Before the bell: Volatility at its peak

composition of fruits and vegetables - view from above

Greenyard receives a takeover offer, Argenx gets FDA approval, and American companies are postponing orders from China.

All stocks in the Euro Stoxx 50 (+4.2%) closed in the green yesterday. Belgium’s benchmark index, the Bel20, also rose by 3.2%. On the other side of the Atlantic, investors were less upbeat. The tariffs imposed by Donald Trump on China continue to worry the markets. The White House announced that the import tax on various Chinese goods has already reached a staggering 145%. As a result, the S&P 500 and Nasdaq dropped by 3.5% and 4.3%, respectively. There was some good news out of the U.S. though: March inflation unexpectedly fell to 2.4%, down from 2.8% in February and below the 2.5% forecasted by economists. American consumers have lower gasoline prices to thank for that.

This morning in Asia, markets seem uncertain. Japan’s Topix dropped 3.9%, while Hong Kong’s Hang Seng Index gained 1.6%. Argenx announced that the U.S. FDA has granted approval for its Vyvgart treatment in pre-filled syringes. Greenyard CEO Hein Deprez intends to delist the company. That explains why trading in the stock has been suspended since April 1. Meanwhile, earnings season officially kicks off today. Major U.S. banks like JPMorgan Chase, Morgan Stanley, Wells Fargo, and asset manager BlackRock are opening their books. Investors will be watching closely for guidance from company executives in light of the recent tariff chaos.

Is the used car market the answer to import tariffs?

CarMax reported a 6.7% increase in quarterly revenue to 6 billion dollar. However, its earnings per share came in at 64 cents, just shy of Wall Street’s estimate of 65 cents.

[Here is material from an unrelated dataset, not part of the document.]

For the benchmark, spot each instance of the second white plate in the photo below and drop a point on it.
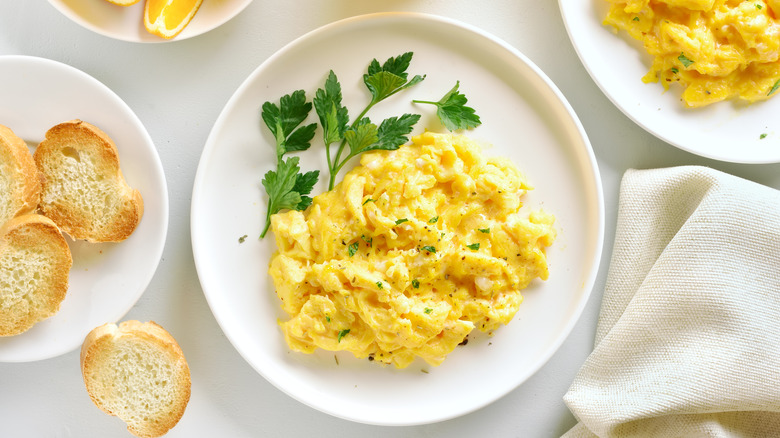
(126, 22)
(524, 116)
(725, 131)
(106, 279)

That one cent shortfall was enough to send the stock tumbling 17%. That said, the outlook isn’t entirely bleak. CarMax is the number one seller of used cars in the U.S. Since the pandemic, consumers have preferred newer vehicles with modern features. But the trade war might turn things around. As new cars become more expensive due to tariffs, budget-conscious consumers are likely to shift back to the more affordable used car market.

Containers left onshore

Amazon is among the companies that have hit pause on purchases from China. Discounters like Five Below, which source many of their low-cost items from Asian low-wage countries, are also delaying orders. Danish shipping giant Moller-Maersk even issued a memo on behalf of Five Below to Chinese suppliers, stating the company is temporarily suspending shipments of containers from China. According to Vizion Inc., a supply chain data analytics firm, the number of global container bookings dropped 49% between April 1 and 8. While many consequences of the trade war are still unfolding, it’s becoming increasingly clear how much economic damage Donald Trump has inflicted on global trade.

Did you know…

that the recent drop in oil prices is putting immense pressure on shale oil producers in Texas? Oil prices fell below 60 dollar per barrel last week—the minimum price many Texan producers need just to break even.